Magnifique lettre du peintre orientaliste relative au Maroc, à sa peinture et à son sublime jardin de Marrakech. Jacques Majorelle se montre très sombre quant à la situation économique et sociale du Maroc qui avait accédé à son indépendance trois ans plus tôt. Confessant être devenu « une des curiosités de Marrakech » grâce à sa peinture et à son jardin, il s’enquiert de nouvelles plantations pour ce dernier.

_________________________________________________

 

« Mon cher Maurice, Il apparaît d’après vos 2 dernières lettres que vous rencontrez certaines difficultés à vous installer. Je ne vous cache pas que je l’avais prévu. Nous nous sommes concertés avec Bertrand sur les possibilités qu’il pouvait y avoir à vous trouver quelque chose ici et il a été comme moi, vu la situation qui empire, d’avis que c’était reprendre avec 50% de chances en moins, ce que vous aviez dû abandonner. Je pense donc que ce serait une erreur de vous leurrer sur l’éventualité d’un retour au Maroc.
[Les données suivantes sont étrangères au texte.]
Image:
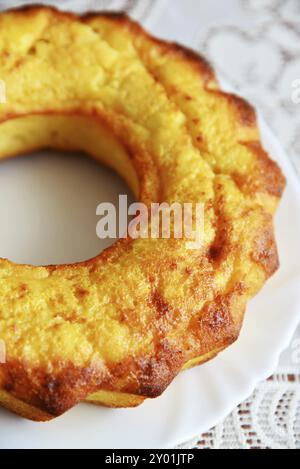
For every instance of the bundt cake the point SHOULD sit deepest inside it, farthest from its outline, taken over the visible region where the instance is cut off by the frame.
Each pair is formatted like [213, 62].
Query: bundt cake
[118, 328]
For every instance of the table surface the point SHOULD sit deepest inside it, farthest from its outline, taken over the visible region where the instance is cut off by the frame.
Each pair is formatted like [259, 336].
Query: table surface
[254, 46]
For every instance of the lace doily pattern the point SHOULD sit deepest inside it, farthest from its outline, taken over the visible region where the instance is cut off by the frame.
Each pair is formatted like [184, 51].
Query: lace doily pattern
[144, 10]
[269, 419]
[263, 62]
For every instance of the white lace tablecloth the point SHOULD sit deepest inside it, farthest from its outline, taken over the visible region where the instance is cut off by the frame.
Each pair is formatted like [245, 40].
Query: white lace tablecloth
[254, 45]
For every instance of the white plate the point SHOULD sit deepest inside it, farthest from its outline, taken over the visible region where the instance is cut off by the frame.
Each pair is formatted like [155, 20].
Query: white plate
[201, 397]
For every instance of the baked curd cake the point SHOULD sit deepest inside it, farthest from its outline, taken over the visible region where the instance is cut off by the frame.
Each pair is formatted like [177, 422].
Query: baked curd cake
[118, 328]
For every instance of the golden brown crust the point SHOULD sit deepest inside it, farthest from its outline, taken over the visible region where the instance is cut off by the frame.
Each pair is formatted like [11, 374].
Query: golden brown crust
[213, 319]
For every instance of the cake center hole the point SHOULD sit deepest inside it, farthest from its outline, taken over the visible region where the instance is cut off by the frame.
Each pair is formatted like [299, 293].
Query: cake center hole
[48, 204]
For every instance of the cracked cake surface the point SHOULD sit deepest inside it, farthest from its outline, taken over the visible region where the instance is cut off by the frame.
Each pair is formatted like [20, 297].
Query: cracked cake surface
[118, 328]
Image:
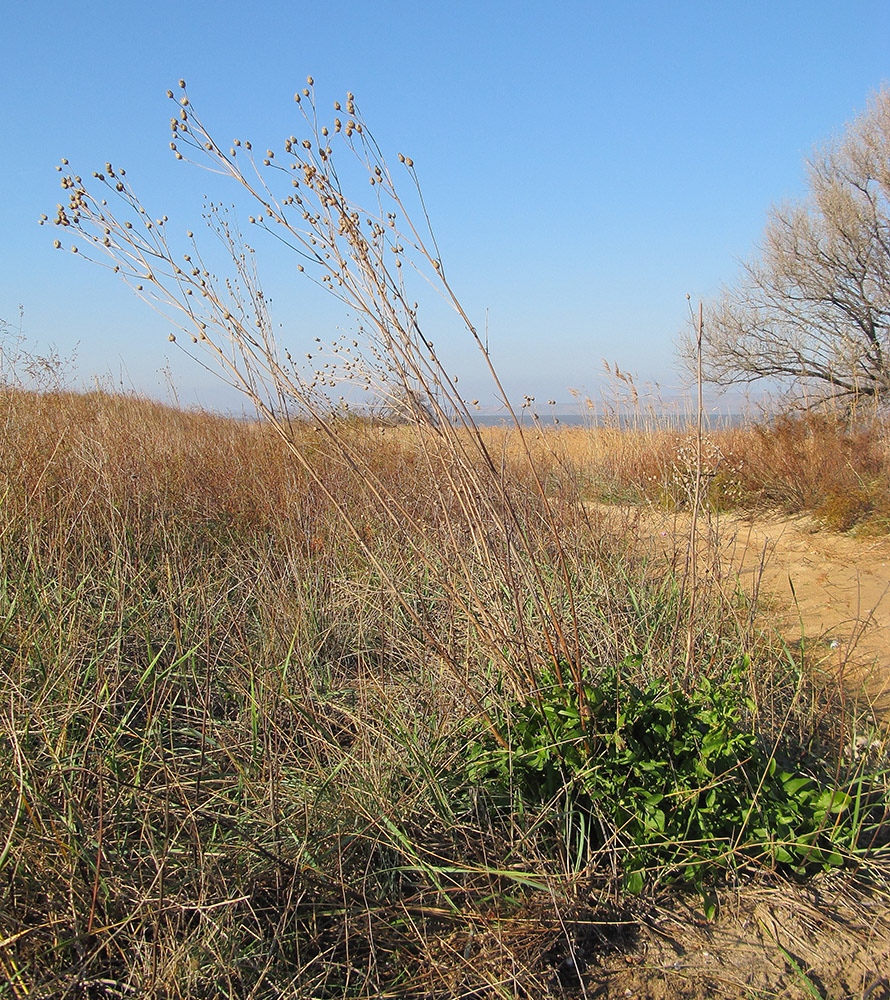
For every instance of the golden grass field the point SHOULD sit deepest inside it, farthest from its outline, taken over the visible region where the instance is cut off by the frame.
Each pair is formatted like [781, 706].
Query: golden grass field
[263, 730]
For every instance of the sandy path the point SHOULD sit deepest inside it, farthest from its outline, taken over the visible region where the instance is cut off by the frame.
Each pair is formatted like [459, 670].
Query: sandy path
[829, 589]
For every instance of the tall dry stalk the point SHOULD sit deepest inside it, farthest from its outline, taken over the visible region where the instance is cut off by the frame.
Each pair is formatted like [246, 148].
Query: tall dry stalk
[518, 592]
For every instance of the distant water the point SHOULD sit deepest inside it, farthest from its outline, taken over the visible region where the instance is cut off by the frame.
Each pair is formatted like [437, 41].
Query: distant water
[624, 421]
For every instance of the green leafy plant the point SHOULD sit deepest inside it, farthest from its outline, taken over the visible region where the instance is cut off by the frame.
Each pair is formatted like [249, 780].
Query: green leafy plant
[676, 783]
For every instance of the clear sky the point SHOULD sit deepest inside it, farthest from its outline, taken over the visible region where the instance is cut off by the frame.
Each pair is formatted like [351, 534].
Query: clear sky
[585, 165]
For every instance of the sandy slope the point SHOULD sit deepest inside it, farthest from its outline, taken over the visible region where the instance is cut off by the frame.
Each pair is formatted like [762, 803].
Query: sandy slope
[829, 590]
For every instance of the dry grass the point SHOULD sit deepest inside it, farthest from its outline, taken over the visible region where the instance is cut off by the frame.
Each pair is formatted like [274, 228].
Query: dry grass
[232, 756]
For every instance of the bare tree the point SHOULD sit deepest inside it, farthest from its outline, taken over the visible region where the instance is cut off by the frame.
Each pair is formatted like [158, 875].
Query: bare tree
[812, 308]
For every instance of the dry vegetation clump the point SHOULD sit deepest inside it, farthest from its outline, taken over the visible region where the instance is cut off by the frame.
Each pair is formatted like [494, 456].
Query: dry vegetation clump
[334, 707]
[812, 462]
[233, 761]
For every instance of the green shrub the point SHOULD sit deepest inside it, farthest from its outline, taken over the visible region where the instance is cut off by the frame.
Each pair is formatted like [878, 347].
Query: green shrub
[676, 784]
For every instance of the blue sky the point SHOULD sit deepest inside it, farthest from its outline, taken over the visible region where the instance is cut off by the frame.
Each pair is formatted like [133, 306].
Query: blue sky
[585, 165]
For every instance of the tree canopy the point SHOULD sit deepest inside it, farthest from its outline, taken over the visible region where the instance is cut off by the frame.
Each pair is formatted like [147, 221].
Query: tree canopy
[811, 308]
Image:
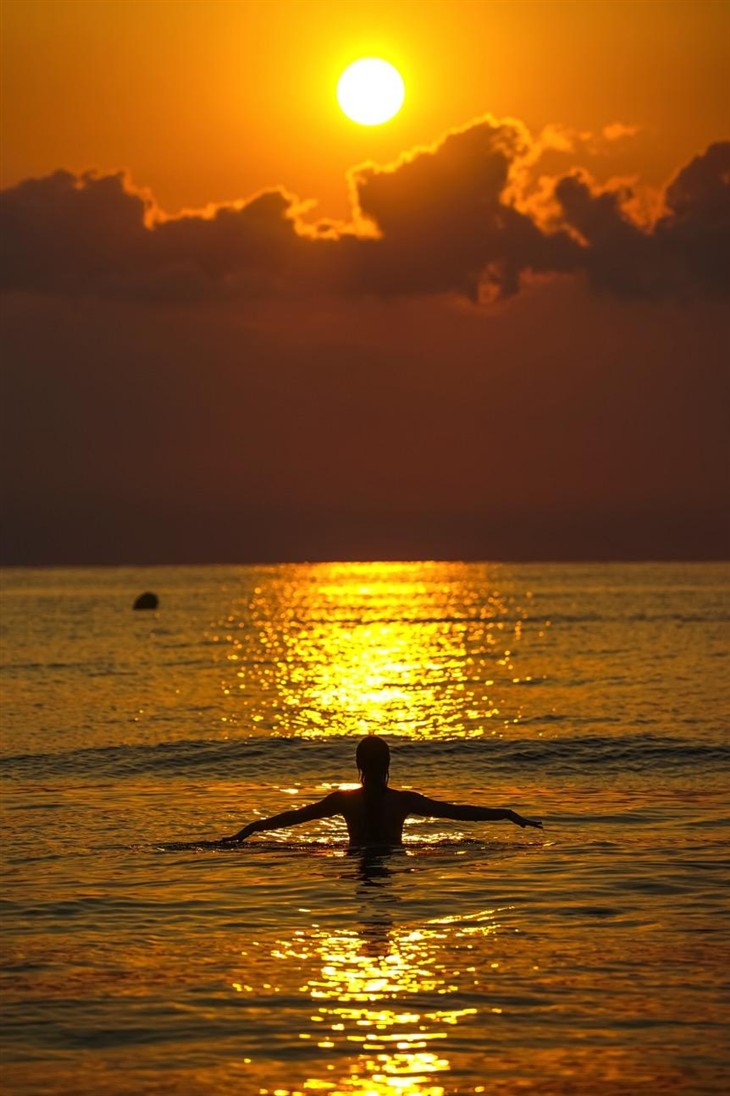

Ce pays n’est pas près de retrouver l’ordre, la sagesse et surtout l’état d’esprit qui permettrait un redressement économique.

Les nouveaux gouvernants pataugent avec de grandes phrases, de grands discours, et cachent derrière un patriotisme factice, une lutte acharnée pour leurs intérêts personnels. Le Maroc s’est vidé de sa substance en nous obligeant à céder la place. Ceux qui restent doivent se débrouiller avec les miettes de ce qui reste de l’œuvre française. C’est un triste spectacle.

Je suis dans un état de santé très précaire. Avec des hautes et des bas. Comme il ne me reste plus une toile, il est indispensable que je retravaille, mais ce n’est pas au rythme de jadis, et je suis terriblement dérangé, étant devenu, par mon jardin et ma peinture, une des curiosités de Marrakech. J’ai l’insigne honneur d’avoir à répondre à des interviews. Les journalistes étant nombreux à cause de Churchill* et des Walter [la célèbre collectionneuse Domenica Walter].

Je voudrais augmenter le volume de mes Carmas qui sont même en janvier encore en fleurs. Connaissez-vous quelqu’un qui pourrait me fournir à bon prix les rhizomes. Feuilles pourpres, plantes basses, fleurs orange, rose ou rouge feu, pas de jaune. Si le prix est abordable il me faudrait une centaine de rhizomes. Veuillez me répondre à ce sujet. Maithé [Marie-Thérèse Hamann, sa compagne] et moi vous serrons affectueusement dans nos bras. Jacques. »

 

_________________________________________________

 

En 1923, Jacques Majorelle fait l’acquisition d’un hectare et demi de terres au nord-ouest de la médina de Marrakech et y fait construire sa villa, puis agrandit son terrain afin de créer son propre jardin botanique. En 1931, il commande à l’architecte français Paul Sinoir un atelier d’artiste de style Art déco et en couvre les façades de ce bleu électrique qui porte désormais son nom, le « bleu Majorelle ».

Autour de la demeure, il développe une œuvre d’art vivante : Le jardin Majorelle. Composé de plantes exotiques et d’espèces rares – cactus, yuccas, bananiers, cocotiers, palmiers, bambous, plantes aquatiques – le jardin constitue l’un des plus beaux tableaux naturels de la ville.

Ouvert au public en 1947, le jardin tombe à l’abandon à la mort de l’artiste en 1962. En 1980, le lieu renaît grâce à Pierre Bergé et Yves Saint Laurent qui en font l’acquisition pour le sauver d’un projet immobilier. Le jardin est restauré et la collection de plantes élargie à plus de 300 espèces différentes. Le lieu reste considéré comme l’un des plus beaux jardins au monde.

 

* En janvier et février 1959, séjournant à la Mamounia, Winston Churchill fit le dernier de ses six voyages à Marrakech, terre marocaine qui l’enchantait et où il s’adonnait avec passion à la peinture.